The study was written by Christoph Trautvetter and David Kern-Fehrenbach from the Tax Justice Network. The Verdi trade union, the aid organization Oxfam and the anti-globalization organization Attac are among those involved in the network.

Trautvetter and Kern-Fehrenbach analyzed the profits of six major oil companies in the first half of 2022 compared to the same period last year, as well as the price increases for oil, gas and electricity since the start of the Russian war of aggression in Ukraine.

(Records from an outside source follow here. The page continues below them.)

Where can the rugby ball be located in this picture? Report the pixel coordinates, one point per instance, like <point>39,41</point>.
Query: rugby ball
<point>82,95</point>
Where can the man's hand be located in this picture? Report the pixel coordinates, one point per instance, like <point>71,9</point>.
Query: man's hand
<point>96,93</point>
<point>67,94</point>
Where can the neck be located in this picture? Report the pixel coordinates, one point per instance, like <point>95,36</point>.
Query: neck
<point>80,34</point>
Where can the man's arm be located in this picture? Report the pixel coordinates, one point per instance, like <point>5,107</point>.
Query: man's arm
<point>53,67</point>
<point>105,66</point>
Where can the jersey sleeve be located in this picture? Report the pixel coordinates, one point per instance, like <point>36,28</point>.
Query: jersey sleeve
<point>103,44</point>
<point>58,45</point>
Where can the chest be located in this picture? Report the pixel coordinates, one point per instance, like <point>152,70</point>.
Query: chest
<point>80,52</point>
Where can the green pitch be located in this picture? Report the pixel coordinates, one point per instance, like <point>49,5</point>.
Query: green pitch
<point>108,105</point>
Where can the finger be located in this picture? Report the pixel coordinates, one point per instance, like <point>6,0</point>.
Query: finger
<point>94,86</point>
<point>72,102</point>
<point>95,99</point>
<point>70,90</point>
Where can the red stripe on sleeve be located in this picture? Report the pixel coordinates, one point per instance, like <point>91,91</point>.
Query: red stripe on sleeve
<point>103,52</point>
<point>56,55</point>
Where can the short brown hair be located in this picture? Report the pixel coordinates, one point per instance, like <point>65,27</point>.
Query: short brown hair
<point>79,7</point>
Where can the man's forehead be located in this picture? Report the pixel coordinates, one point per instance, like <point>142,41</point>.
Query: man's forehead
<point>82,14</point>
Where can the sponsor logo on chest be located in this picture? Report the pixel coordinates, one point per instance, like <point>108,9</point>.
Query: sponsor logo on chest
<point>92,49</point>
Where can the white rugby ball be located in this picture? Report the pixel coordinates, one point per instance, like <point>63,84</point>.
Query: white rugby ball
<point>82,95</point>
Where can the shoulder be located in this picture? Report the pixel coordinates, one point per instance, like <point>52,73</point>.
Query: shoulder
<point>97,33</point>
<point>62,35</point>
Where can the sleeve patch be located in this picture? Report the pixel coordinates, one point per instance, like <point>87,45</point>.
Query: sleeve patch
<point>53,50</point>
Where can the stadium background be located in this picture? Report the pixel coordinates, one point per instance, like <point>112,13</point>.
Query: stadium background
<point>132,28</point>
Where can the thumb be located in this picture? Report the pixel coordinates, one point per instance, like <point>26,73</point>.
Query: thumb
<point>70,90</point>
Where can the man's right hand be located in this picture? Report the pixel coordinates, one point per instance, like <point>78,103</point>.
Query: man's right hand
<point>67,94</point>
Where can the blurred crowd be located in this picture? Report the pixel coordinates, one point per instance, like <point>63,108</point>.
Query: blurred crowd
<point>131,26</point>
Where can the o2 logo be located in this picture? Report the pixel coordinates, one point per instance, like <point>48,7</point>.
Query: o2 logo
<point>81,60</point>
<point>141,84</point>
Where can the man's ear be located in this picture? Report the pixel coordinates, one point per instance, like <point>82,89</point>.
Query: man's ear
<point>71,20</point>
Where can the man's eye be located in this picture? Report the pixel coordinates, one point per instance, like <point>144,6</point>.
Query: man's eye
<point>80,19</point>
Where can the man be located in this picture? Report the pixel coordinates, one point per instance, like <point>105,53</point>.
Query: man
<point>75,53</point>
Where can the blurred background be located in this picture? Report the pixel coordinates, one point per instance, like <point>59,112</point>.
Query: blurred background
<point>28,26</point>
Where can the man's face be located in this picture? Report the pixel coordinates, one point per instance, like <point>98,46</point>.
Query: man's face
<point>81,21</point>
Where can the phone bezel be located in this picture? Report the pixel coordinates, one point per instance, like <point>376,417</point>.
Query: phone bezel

They set this data in relation to German consumption. Calculated over the year, this results in a crisis-related surplus of 38 billion euros in the oil sector, 25 billion euros in the gas sector and 50 billion euros in the electricity from nuclear power and renewable energies sectors.

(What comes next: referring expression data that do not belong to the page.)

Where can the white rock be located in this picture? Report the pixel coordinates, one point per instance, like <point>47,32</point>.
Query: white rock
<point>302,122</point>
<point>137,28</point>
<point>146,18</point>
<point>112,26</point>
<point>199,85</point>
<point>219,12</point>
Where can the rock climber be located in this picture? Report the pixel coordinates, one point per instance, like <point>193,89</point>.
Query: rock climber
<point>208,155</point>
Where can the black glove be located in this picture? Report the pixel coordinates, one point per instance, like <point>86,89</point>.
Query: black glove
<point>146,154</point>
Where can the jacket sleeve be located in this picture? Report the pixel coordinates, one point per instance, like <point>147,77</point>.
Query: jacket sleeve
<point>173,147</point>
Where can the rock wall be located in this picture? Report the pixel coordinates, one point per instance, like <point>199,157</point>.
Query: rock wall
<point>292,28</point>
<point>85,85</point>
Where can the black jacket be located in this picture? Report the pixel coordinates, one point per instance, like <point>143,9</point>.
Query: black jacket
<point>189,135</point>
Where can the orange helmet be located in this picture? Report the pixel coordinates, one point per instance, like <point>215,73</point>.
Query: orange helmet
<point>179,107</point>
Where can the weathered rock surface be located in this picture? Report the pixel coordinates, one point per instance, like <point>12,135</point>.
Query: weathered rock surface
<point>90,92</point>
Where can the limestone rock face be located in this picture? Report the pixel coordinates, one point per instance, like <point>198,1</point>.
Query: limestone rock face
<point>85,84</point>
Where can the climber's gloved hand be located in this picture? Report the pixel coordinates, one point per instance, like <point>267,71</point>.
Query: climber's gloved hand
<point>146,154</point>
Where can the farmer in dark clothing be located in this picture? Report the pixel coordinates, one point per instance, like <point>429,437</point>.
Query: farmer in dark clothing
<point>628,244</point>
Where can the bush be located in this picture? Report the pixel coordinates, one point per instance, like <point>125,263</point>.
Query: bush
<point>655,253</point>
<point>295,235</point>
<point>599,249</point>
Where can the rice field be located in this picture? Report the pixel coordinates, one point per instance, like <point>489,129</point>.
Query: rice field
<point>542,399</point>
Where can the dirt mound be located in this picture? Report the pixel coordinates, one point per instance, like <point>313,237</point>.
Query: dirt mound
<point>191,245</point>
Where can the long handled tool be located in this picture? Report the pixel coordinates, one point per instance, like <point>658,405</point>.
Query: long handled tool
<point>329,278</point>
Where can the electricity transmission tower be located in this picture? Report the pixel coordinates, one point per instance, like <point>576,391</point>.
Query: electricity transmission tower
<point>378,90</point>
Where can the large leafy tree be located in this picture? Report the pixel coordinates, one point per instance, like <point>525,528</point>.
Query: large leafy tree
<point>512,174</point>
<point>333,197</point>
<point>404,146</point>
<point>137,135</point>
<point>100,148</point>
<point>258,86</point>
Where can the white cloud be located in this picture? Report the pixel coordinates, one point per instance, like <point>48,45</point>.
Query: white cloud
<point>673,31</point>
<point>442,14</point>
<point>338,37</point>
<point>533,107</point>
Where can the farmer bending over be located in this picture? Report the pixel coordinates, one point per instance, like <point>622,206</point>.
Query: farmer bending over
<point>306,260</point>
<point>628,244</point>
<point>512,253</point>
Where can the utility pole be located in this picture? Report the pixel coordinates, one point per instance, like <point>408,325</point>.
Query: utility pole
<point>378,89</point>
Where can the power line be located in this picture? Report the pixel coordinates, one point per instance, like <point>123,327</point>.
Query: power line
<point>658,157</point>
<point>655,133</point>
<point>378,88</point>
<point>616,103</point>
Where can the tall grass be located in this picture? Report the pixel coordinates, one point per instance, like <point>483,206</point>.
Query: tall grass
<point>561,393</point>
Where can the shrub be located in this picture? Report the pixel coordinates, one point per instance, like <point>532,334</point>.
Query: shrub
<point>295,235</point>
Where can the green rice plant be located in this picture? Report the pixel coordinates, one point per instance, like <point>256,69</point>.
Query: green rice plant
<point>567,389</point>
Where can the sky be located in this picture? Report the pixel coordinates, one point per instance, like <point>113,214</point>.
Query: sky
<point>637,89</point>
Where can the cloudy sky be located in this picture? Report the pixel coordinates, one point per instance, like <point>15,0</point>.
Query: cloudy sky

The authors then calculated the government revenue using different tax rates: a tax rate of 25 percent would generate 28.3 billion euros, 50 percent would generate 56.5 billion and 90 percent 101.7 billion euros.

The authors rejected legal concerns, such as those raised by Federal Finance Minister Christian Lindner (FDP). “An excess profit tax is constitutionally possible and can be implemented in practice, as several examples from Europe show,” explained Kern-Fehrenbach. “Looking at Italy, Greece and Romania, which have already introduced an excess profit tax, the question arises as to why the federal government is still hesitates.”

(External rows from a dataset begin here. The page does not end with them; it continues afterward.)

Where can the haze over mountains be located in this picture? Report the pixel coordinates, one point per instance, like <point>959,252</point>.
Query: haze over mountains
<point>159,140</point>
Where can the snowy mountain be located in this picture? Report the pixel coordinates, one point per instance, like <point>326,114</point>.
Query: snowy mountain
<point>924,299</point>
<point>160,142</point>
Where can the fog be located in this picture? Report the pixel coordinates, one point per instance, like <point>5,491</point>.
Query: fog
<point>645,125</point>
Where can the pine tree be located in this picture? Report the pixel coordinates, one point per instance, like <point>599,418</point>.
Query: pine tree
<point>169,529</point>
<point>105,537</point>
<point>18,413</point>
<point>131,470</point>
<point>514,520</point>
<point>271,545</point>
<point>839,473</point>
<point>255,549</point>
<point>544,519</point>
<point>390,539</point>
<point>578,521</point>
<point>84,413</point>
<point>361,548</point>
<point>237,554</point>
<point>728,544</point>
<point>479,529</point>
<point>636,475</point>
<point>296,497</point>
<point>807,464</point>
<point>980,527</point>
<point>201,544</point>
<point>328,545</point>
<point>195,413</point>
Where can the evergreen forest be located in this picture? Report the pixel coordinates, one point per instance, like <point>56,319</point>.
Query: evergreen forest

Trauvetter added: “An excess profit tax has the potential to involve those who profited from the war in Ukraine in the costs of the crisis, which we all have to bear.”

Italy, Great Britain, Greece, Romania and Hungary, among others, have already introduced special taxes on crisis profits, and other countries are planning to do so. In Germany, for example, Federal Economics Minister Robert Habeck (Greens) and SPD leader Saskia Esken are calling for such a tax. Federal Minister of Finance Lindner is strictly against it.

In March, the EU Commission basically gave the green light for member states to “consider temporary tax measures on random profits and, exceptionally, decide to earmark part of these profits for redistribution to consumers”. However, “excessive market distortions” must be avoided.

In July, a report by the Bundestag’s scientific service classified the introduction of an excess profit tax in Germany as fundamentally possible. The state would therefore have to demonstrate that the companies concerned have made “undeserved profits” and that they can be determined. “In view of the obvious current developments in the energy markets, this does not seem impossible,” the paper said.